In an open-ended system (where connections are missing), we don’t see the full picture. It’s a partial view of the system, and decisions made in this kind of model often overlook important consequences. For example, if we act without considering how our choices affect others, we may not realize the long-term impact of those choices until it’s too late.

In contrast, a strongly connected network brings together cycles, which represent a series of decisions that eventually come back to us. This reflects how our actions—whether good or bad—circle back and influence our lives.

Example: Think of making a decision at work. If you choose to cut corners on a project, the short-term benefit may be that you finish quickly. But over time, the consequences may catch up with you: errors may be discovered, the project may fail, or your reputation might suffer. This is a feedback loop, where decisions eventually lead to consequences, much like karma.

The Value of Feedback Systems

In IFN, a cycle is a series of connected actions or decisions that eventually return to the starting point, completing the loop.
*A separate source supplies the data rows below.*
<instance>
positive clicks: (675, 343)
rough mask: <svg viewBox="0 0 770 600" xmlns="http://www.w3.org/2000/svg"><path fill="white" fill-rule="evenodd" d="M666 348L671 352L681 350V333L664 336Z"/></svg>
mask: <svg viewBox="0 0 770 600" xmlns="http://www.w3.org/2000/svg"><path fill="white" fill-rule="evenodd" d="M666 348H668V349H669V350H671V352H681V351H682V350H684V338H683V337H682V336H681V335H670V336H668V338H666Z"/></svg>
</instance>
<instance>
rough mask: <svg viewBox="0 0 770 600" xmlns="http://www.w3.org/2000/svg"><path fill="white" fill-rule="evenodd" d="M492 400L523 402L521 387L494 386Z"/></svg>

When this happens, we have a feedback system, where the outcomes of our decisions come back to influence future decisions. This is essential for learning, growth, and developing a deeper understanding of our actions’ impacts.

Example: Consider a business that operates without considering its environmental impact. In the short term, they may profit by cutting costs. But eventually, environmental degradation leads to resource shortages, increased regulation, or loss of consumer trust. By ignoring the feedback from their actions, they create an open-ended system that doesn’t fully reflect reality.

By contrast, if that business thought about the long-term consequences—such as sustainability, consumer impact, and environmental health—it would create a feedback system that encourages positive decision-making. This is how karma and system thinking work together in IFN.

Morality and Logic through IFN

Morality is not just about religious teachings—it can also be understood logically and modeled mathematically using IFN. For example, integer-based IFN models can explain moral lessons through logic and mathematics.

By introducing IFN concepts to people of all ages, we can help them derive important life values through math and logic. By using IFN, we can model real-world situations mathematically and understand how our decisions impact the world around us. Even children can learn these ideas by modeling simple IFN concepts, allowing them to understand abstract ideas like cause and effect, fairness, and honesty. This teaches us valuable moral lessons—how to think about fairness, honesty, justice, and cooperation.

Our goal is to teach others how to use IFN to model the real world, abstract these concepts into math, and then apply them back to life. By doing this, people can better understand their actions and predict what will happen next.

The merit and novelty of the IFN model lie in its ability to help us think critically and ethically about the world, using logic and math to improve our decision-making and moral understanding.

By understanding and applying these principles of IFN morality and spirituality, we can make more responsible, honest, and impactful decisions that benefit not only ourselves but also the larger systems we are part of.